March 08, 2008
Alright so i grabs hold of Sean, an i says look pal, yuo've made yuor point and we get the fuck out of there. Gaynors shoutin and makin threats and lookin cosy with the knobhead security they got on there, she'll be quite happy to be giving them all the fucking names, date of birth an all that stuff, cos she's one o them aint she, aFUCKING SCREW!!!!
but they don't try to nick him, you can see he's acting like a proper psycho..they let us go, thinking yeah we'll go round in the van and pick em up later when they're watching Countdown with a can of special brew. well fuck that. We're weaving through the estates of haggerston, by the canal and then into that little maze of flats on Whiston road. that whole estate is fucked, they got the orange sitex up all over the windows that Hackney council slap up over everything until they can sell it off to private developers.
i got a few boltholes round here, most of em i aint even told Sean about cos he seemed to be telling that horrible Gaynor the lot at one point. C'mon mate i say and we nip into the Acorn for a swift one.

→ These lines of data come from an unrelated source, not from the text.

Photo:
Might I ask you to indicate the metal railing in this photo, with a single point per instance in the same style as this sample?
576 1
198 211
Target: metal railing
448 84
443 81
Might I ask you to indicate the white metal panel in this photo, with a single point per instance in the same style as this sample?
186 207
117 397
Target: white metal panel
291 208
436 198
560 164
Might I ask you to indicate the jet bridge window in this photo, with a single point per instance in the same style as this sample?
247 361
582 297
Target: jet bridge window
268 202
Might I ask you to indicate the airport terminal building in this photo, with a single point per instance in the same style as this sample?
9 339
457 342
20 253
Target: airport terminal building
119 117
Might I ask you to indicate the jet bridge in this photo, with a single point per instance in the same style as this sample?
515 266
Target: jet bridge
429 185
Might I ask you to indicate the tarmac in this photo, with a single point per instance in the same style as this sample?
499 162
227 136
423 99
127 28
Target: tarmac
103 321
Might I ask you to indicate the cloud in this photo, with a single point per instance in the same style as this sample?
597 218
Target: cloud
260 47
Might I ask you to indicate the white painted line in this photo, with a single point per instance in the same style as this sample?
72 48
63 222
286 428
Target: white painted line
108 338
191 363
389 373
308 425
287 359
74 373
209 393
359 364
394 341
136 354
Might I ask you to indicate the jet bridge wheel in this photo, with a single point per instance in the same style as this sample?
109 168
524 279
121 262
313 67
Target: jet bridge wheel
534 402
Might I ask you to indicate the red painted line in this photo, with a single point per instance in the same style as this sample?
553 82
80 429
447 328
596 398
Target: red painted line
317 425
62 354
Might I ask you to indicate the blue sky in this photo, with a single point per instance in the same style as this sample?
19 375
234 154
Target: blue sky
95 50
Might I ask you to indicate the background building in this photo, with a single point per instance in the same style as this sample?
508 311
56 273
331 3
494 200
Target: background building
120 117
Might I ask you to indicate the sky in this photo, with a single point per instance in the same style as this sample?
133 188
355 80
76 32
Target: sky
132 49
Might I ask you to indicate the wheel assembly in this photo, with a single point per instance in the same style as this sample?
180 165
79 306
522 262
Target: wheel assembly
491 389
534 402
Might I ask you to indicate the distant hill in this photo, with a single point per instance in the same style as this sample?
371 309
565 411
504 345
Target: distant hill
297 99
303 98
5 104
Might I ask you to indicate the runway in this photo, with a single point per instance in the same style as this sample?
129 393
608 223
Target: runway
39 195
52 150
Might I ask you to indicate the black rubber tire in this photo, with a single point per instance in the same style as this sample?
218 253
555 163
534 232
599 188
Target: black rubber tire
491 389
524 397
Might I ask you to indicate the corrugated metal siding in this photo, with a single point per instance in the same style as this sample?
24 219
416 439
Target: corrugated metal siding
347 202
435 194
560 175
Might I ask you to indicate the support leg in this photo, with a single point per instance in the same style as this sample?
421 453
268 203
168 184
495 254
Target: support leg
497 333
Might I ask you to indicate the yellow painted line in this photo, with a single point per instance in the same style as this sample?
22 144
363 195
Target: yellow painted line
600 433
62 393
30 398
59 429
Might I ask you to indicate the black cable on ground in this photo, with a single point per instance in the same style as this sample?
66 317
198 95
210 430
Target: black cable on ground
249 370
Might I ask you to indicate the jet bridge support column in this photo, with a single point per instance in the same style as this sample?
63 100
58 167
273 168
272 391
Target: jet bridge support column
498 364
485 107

Some of you might know the Acorn on the junction of Whiston road and Queensbridge, its a bit of a shithole but me mate Kenny drinks in there sometimes and some of the lads from the old Charlie Wrights days so i go in now and again. the old boys on them motorised spac carts moaning all the time do my head in a bit but still its an alright boozer, they aint got much time for the old bill in there.
Kennys bird Linda used to live in a tower block over the road which is now a massive yuppie complex. I'm thinking fucking hell don't get Sean started on that cos i'm just tryin to get him calmed down. Anyway Kenny says we can doss at his for one night but thats it but after that he says he's got a mate out in Leyton who'll put us up for a day or two. There's also me brother in stratford , he's got a big house near Maryland overground station and the lock up where i do me painting so we've got loads of options, i don't feel so bad as i'm supping me Stella.

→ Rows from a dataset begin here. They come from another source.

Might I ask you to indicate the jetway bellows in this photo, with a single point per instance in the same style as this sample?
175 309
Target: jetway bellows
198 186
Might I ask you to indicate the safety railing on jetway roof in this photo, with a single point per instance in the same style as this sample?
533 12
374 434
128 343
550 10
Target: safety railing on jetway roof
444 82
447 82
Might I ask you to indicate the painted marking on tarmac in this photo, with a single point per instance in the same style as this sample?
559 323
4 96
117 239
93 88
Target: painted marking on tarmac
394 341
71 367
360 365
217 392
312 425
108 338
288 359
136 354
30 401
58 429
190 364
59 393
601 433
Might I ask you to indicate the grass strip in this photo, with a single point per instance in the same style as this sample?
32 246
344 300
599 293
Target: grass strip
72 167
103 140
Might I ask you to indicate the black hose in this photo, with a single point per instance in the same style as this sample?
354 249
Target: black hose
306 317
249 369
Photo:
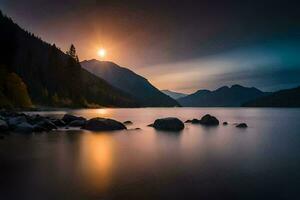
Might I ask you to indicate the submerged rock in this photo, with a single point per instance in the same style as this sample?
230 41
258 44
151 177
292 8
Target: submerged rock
14 121
3 126
209 120
47 125
24 127
69 118
58 122
195 121
103 124
77 123
168 124
242 125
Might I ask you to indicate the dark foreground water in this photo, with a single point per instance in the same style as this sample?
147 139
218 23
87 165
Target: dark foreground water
260 162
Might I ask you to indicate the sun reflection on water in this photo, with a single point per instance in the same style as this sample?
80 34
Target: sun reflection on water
96 160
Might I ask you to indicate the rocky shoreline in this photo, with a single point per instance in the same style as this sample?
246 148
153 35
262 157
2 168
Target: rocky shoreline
11 121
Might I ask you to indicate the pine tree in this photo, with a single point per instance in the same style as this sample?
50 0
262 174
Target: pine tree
72 53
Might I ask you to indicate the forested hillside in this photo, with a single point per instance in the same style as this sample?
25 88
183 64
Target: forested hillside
52 77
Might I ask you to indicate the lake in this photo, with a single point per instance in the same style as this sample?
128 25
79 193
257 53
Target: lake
225 162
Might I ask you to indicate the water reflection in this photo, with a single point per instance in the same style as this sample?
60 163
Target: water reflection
96 160
223 162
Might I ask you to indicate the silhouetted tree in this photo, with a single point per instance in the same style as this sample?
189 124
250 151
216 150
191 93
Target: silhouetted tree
72 53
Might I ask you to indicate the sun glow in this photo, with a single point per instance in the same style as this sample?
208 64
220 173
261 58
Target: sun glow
101 52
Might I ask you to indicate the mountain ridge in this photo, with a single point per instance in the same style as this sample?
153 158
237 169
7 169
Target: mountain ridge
174 95
130 82
52 77
224 96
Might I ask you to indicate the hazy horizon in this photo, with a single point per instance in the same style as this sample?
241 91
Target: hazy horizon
181 47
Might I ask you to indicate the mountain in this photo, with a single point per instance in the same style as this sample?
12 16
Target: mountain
225 96
130 82
282 98
174 95
52 77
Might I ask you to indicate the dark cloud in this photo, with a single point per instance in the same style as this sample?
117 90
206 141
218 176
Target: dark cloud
157 32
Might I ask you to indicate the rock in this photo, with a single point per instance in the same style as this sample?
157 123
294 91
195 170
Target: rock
14 121
3 126
24 127
38 128
47 125
168 124
242 125
69 118
209 120
103 124
58 122
34 119
195 121
77 123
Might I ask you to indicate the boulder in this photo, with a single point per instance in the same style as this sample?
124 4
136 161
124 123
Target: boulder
24 127
77 123
38 128
242 125
58 122
14 121
209 120
195 121
47 125
69 118
3 126
168 124
103 124
34 119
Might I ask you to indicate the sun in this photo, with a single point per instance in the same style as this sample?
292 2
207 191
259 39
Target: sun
101 52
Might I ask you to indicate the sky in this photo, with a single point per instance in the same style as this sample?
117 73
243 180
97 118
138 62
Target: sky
177 45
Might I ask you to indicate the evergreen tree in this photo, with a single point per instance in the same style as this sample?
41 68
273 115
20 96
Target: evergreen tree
72 52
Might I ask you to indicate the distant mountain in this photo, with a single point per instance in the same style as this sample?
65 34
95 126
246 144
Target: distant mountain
51 77
174 95
282 98
225 96
130 82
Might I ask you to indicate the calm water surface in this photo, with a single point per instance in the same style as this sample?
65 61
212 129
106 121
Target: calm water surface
260 162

That cunt Edmonds comes on the tv, deal or no deal,waht a righT load of Wank!!i'm on me third pint and i'm in the mood to smash the tv but i got to think of sean and he's lookin a bit happier, bit less aggro, can't have him kickin off if we're goin back to Kenny's.
So i'm happy, mocking that cunt Edmunds on tv, supping me pint, lookin forward to curry and a few tins round at kennys when this bird walks in..i've seen her before at the Dolphin, this stringy blonde with out of focus eyes, it looks abit like the thing gaynor brought out wiv her one night so i do a sharp double take but it aint her. No this one has a familar look but only in the way them smackhead birds all look abit alike with the too fast walking and face a bit stretched. But anyway i glance over at Sean an he's suddenly come to life, sitting up straight and staring right over at this bird. i'm thinkin, well she werent that bad, i might have had a go meself, but Sean well its always a dilemma aint it...it might send him round the bend or it might take his mind off Gaynor...god knows..but she's sitting at the bar now drinking some blue fizzy shit looking over.
to be continued.............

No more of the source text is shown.